I’ve never told the story.  It seems unreal, a drunken dream,
something read in a book left behind in another life.
But there I was among voices I’d come to love and fear,
voices that slowly picked a beat and rose,
one and then another, in a wail beyond all regrets.

I left that day, walking out of the city with a pack
on my back and dreams and memories for a lifetime.
Never again have the voices carried me so far, so high,
never again have I been so at one with a human cry,
never again would I know all it was I could not know.

III.

Sitting in an upper balcony as the lights went dim,
I tried to imagine the caves  of Andalusia, the streets
of Seville, the fire in the foot or the voice; but this
was New York City and a theatre full of the well-dressed.

Guitar players in black arranged themselves in chairs;
clusters of women in bright dresses, perfectly tailored,
swished out and took poses with laughter and gestures;
young men in black tights rippled muscles and strutted.

It had been a full-moon evening; the theatre was warm
and comfortable; and the guitars began, together and apart,
promising, inviting the young women to move and throw
themselves, suddenly, unexpectedly, into harsh flurries of sound.

The young men turned their backs and cracked their boots,
tight assed and arrogant; and someone wailed, her voice
rising in remembrance of what had happened when she,
on another occasion, was young and dressed in red.

There was a pause and we applauded as the dancers shifted
to another round of gestures with perfection.
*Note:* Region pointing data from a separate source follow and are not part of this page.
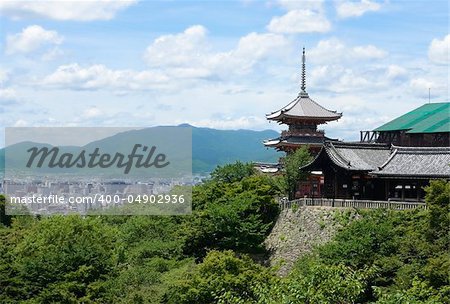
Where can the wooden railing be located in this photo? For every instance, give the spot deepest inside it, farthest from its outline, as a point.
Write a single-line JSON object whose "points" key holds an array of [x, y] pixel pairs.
{"points": [[360, 204]]}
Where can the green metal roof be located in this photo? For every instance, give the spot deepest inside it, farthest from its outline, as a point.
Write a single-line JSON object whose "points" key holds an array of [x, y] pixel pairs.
{"points": [[429, 118]]}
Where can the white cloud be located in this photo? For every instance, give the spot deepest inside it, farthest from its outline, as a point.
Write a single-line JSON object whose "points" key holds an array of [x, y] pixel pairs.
{"points": [[30, 39], [335, 51], [175, 61], [179, 49], [7, 95], [20, 123], [347, 9], [300, 21], [243, 122], [369, 51], [92, 112], [298, 5], [65, 10], [98, 76], [396, 72], [189, 54], [438, 52]]}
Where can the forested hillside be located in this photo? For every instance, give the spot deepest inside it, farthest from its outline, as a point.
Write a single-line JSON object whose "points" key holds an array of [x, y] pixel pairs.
{"points": [[216, 254]]}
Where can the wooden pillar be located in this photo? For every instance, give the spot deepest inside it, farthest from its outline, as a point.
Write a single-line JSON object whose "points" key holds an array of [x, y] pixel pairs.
{"points": [[386, 189], [403, 191], [335, 185]]}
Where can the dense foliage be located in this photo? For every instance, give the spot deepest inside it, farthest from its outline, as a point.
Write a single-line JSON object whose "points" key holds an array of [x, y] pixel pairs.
{"points": [[210, 255]]}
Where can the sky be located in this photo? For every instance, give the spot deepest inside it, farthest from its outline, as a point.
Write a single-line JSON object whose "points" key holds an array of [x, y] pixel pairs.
{"points": [[218, 64]]}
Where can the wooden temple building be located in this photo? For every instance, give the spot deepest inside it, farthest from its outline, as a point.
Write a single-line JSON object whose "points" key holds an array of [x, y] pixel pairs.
{"points": [[396, 164], [372, 171], [393, 162], [302, 116], [426, 126]]}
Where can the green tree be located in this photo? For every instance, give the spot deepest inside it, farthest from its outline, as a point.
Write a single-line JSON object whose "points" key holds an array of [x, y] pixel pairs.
{"points": [[4, 218], [63, 259], [231, 173], [221, 278]]}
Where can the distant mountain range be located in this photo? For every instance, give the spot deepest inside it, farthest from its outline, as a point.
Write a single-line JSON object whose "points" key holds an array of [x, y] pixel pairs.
{"points": [[210, 147]]}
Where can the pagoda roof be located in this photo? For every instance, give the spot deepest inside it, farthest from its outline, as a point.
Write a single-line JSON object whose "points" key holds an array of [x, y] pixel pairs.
{"points": [[294, 140], [305, 108]]}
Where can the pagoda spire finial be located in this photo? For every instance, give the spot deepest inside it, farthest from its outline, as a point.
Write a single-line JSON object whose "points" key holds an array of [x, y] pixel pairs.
{"points": [[303, 72]]}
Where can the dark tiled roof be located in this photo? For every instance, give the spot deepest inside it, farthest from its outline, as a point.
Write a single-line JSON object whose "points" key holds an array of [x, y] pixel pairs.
{"points": [[419, 162], [304, 107], [296, 140], [355, 156]]}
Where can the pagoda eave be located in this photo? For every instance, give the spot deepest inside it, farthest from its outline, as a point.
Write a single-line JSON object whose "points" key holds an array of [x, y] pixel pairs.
{"points": [[283, 118]]}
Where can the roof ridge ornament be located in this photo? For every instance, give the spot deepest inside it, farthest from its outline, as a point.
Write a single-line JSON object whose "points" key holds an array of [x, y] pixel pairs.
{"points": [[303, 87]]}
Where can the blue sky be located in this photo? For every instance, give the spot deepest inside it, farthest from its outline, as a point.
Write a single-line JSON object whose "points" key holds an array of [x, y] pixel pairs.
{"points": [[220, 64]]}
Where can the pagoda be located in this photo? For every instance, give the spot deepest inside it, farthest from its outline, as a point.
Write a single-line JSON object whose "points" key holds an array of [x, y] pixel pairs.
{"points": [[302, 115]]}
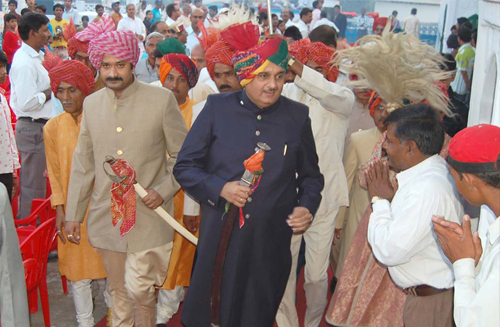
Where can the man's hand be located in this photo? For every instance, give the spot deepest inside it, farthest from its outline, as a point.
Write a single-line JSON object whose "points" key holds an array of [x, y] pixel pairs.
{"points": [[15, 186], [377, 177], [300, 219], [73, 231], [48, 94], [337, 234], [235, 193], [191, 223], [457, 241], [153, 200], [60, 219]]}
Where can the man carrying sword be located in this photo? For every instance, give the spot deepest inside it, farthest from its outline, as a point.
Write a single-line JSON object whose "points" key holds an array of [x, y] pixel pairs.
{"points": [[132, 240], [240, 274]]}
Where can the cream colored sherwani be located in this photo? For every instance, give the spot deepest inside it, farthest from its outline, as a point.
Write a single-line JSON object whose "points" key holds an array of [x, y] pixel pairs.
{"points": [[330, 107], [142, 127], [358, 152]]}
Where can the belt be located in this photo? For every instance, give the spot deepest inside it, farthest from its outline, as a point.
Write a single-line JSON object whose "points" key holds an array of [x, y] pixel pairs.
{"points": [[424, 290], [40, 120]]}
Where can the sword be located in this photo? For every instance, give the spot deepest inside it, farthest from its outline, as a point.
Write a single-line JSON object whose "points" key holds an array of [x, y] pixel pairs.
{"points": [[160, 211], [247, 179]]}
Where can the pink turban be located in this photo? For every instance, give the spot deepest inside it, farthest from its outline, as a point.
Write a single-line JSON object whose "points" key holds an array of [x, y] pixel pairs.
{"points": [[74, 73], [120, 44]]}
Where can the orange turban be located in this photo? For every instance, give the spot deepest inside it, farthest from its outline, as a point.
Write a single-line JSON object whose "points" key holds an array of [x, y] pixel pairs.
{"points": [[74, 73]]}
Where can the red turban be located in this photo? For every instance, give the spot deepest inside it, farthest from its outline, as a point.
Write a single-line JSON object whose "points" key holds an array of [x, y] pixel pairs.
{"points": [[120, 44], [220, 52], [476, 150], [320, 54], [379, 21], [74, 73], [183, 64]]}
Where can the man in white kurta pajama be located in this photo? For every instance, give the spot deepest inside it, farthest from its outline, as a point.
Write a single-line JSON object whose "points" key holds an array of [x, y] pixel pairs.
{"points": [[330, 107]]}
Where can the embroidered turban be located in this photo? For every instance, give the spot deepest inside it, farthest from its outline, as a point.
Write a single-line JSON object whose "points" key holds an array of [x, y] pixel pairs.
{"points": [[320, 54], [120, 44], [74, 73], [220, 52], [476, 150], [80, 41], [248, 64], [183, 64], [379, 21]]}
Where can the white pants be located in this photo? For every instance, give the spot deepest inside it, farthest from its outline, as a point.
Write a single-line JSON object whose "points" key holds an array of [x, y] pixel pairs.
{"points": [[84, 292], [318, 238], [168, 304]]}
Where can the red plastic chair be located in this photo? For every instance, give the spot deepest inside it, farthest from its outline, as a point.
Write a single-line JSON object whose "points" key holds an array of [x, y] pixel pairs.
{"points": [[37, 246], [40, 209]]}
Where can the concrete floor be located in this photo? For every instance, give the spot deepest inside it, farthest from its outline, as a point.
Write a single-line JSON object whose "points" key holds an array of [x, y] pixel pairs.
{"points": [[62, 309]]}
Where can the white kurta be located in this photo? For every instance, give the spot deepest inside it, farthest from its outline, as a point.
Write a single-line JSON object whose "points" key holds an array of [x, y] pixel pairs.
{"points": [[330, 107]]}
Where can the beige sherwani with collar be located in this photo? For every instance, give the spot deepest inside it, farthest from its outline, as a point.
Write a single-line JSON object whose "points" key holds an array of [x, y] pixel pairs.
{"points": [[145, 127]]}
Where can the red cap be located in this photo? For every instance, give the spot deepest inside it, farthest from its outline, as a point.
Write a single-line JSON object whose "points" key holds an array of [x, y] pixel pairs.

The carefully trained
could do no less; the gifted even pushed to the edge;
the audience expected no less.  And this was what they got.

I drifted, perhaps with too much wine, and felt my heel
lift and fall with a click that brought a hiss from my companion;
I strained to hold still, to be attentive, to forget what pulls,
what still, years later, splits the night with a bitter song.

Harsh songs still wake from sleep with a cry like those
from the streets of Seville. And yet I must admit
it was a beautiful evening, well reviewed in the Times,
though I can’t remember just who the dancers were.